Let \(K\) be a commutative associative unital ring. \textit{T. Kanzaki} [Nagoya Math. J. 49, 127--141 (1973; Zbl 0238.13018)] introduced two categories of generalized quadratic modules over \(K\). The first category is related to the generalized Clifford algebras and the second category is related to extended Witt rings. In this article, the authors study the structures of the two categories and in most sections \(K\) is a field of characteristic \(2\).

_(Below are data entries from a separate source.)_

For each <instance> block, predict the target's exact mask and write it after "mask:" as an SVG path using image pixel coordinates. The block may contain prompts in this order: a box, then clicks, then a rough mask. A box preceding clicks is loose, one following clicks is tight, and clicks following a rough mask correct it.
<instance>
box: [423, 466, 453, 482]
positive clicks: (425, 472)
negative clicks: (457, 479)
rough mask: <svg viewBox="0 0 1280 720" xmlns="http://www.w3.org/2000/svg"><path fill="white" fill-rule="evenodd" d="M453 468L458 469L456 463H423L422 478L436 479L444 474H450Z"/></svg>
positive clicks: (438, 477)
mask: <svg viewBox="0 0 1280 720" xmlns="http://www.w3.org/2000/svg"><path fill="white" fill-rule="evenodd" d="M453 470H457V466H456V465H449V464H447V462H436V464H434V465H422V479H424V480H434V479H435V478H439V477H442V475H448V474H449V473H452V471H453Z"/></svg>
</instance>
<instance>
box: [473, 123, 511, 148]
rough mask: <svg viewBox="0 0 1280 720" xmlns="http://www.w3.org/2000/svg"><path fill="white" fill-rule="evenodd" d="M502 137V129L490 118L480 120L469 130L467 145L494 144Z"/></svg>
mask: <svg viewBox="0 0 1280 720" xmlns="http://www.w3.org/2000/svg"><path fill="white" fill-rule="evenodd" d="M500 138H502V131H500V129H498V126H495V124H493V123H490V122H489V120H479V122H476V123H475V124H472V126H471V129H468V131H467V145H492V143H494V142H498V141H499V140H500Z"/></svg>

Section 2, 3 and 4 is related to the first catergory \(Quad_1(K)\), the objects are \((M, f, q)\) where \(M\) is a \(k\)-module, \(f\) is a linear form on \(M\) and \(q\) is a quadratic form on \(M\), the morphisms are \((\phi, g):(M,f,q)\rightarrow (M',f',q;)\) where \(\phi:M\rightarrow M'\) and \(g:M\rightarrow K\) are linear and that \[ f'\circ \phi=f-2g, \quad q'\circ \phi=q+fg-g^2. \] The authors give a general description of \(Quad_1(K)\) in Section 2 and prove a list of isomorphy theorems for generalized Clifford algebras where \(K\) is a field of characteristic 2 in Section 3 and 4. Section 5, 6, 7, 8 and 9 is related to the second category \(Quad_2(K)\), the objects are again \((M, f, q)\) and the morphisms are \((\phi, g)\) satisfying a different condition \[ f'\circ \phi=f-2g, \quad q'\circ \phi=q+2fg-2g^2. \] The authors give a general description of \(Quad_2(K)\) in Section 6, and prove some theorems when \(K\) is a field of characteristic 2 in Section 6,7,8 and 9. In particular, they study the invariants of the extended Witt rings. When \(K\) is of cardinality \(2^k\), the extended Witt ring can be determined by three invariants and be applied to solve a problem of enumeration.